Wer Online-Auktionshäuser wie Ebay, Hood & Co nutzt, kennt die Gebührenfalle „Artikelfoto“. Für jeden Artikel ist nur ein einziges Foto gebührenfrei. Alle weiteren müssen bezahlt werden. Das treibt die Kosten, gerade für die Privaten Nutzer in die Höhe, zumal Ebay auch noch eine Provision vom Verkaufserlös berechnet. Gut, wer ein Tool kennt, mit dem man bei Bedarf unbegrenzt viele Fotos in seine Auktionen einbinden kann. Der Online-Dienst Trixum macht´s möglich.

Mitgliedschaft, Registrierung, Kosten

Ohne Registrierung lassen sich mit Trixum  drei XXL-Fotos  in eine Auktion einbinden. Die Fotos werden nach 30 Tagen gelöscht. Dieser Basis-Dienst ist kostenfrei.

Die Premium-Mitgliedschaft erhält man, wenn eine Spende von mindestens 15,00 € für ein Jahr gezahlt wird. Vor Ablauf des Mitgliedsjahres erhalten Sie Erinnerungsmails, die Mitgliedschaft zu verlängern. Reagieren Sie nicht auf diese Erinnerungen, wird Ihre Mitgliedschaft automatisch gelöscht.

Vorteile der Premium-Mitgliedschaft

Die Premium-Mitgliedschaft hat folgende Vorteile:

  • unbegrenzt viele Fotos geleichzeitig hochladen
  • Ihre Fotos werden auf dem Trixum-Server nicht gelöscht
  • Galeriefunktion für Ihre Fotos
  • 30-Tage Geld-zurück-Garantie, falls Ihnen der Service nicht gefällt

Unterstützte Auktionsplattformen

Trixum unterstützt alle Auktionsplattformen, die Artikelerfassung per HTML anbieten. Alle, auf Trixum hochgeladenen Fotos, werden in einen HTML-Code umgewandelt, der dann kopiert und bei der Auktionsplattform in die Artikelerfassung oder beim Turbo-Lister eingefügt werden. In der Artikelvorschau kann man dann schon die eingefügten Fotos vorab ansehen.

So funktioniert Trixum

1. Im Web-Browser die Seite von Trixum aufrufen.

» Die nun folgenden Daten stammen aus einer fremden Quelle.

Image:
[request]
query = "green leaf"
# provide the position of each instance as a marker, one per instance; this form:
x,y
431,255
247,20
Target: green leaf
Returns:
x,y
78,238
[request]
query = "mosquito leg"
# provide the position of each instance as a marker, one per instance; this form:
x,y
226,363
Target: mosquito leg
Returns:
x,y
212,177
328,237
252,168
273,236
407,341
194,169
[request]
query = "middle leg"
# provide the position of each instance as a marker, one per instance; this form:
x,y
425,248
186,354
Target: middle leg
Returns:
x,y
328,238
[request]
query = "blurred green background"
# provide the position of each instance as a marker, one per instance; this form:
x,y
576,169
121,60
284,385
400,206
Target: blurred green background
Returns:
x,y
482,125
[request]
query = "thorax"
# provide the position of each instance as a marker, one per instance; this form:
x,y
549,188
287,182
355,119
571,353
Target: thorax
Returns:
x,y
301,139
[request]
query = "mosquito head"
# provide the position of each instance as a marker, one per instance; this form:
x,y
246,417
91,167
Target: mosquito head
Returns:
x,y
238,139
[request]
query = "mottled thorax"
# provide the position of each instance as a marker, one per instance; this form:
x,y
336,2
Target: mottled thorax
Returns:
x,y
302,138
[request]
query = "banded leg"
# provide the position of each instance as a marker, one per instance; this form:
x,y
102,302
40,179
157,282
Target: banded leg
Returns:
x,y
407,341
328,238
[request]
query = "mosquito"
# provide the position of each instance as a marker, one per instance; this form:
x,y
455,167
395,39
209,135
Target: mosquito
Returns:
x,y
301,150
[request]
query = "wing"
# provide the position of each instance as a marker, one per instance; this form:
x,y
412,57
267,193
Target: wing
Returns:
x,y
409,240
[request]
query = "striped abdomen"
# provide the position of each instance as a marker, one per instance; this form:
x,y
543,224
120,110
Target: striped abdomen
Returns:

2. Klicken Sie auf den Button „Bilder auswählen“.

3. Wählen Sie nun von Ihrer Festplatte oder von Ihrem Speicherstick die Fotos für die Auktion aus und klicken dann auf die Schaltfläche „Öffnen“.

4. Jetzt werden Ihnen die Fotos auf Trixum angezeigt und Sie bestätigen den Upload mit dem Button „Upload starten“.

5. Nach Beendigung des Ladevorganges – der je nach Anzahl der Hochgeladenden Fotos variieren kann – werden die Fotos in einen HTML-Code umgewandelt, der Ihnen im unteren Bereich der Web-Seite angezeigt wird.

Nun können Sie die Bilder noch zuschneiden falls nötig. Der HTML-Code wird automatisch angepasst. Nun nur noch den Code kopieren und im HTML-Editor der Auktionsvorlage oder im Turbo-Lister einfügen.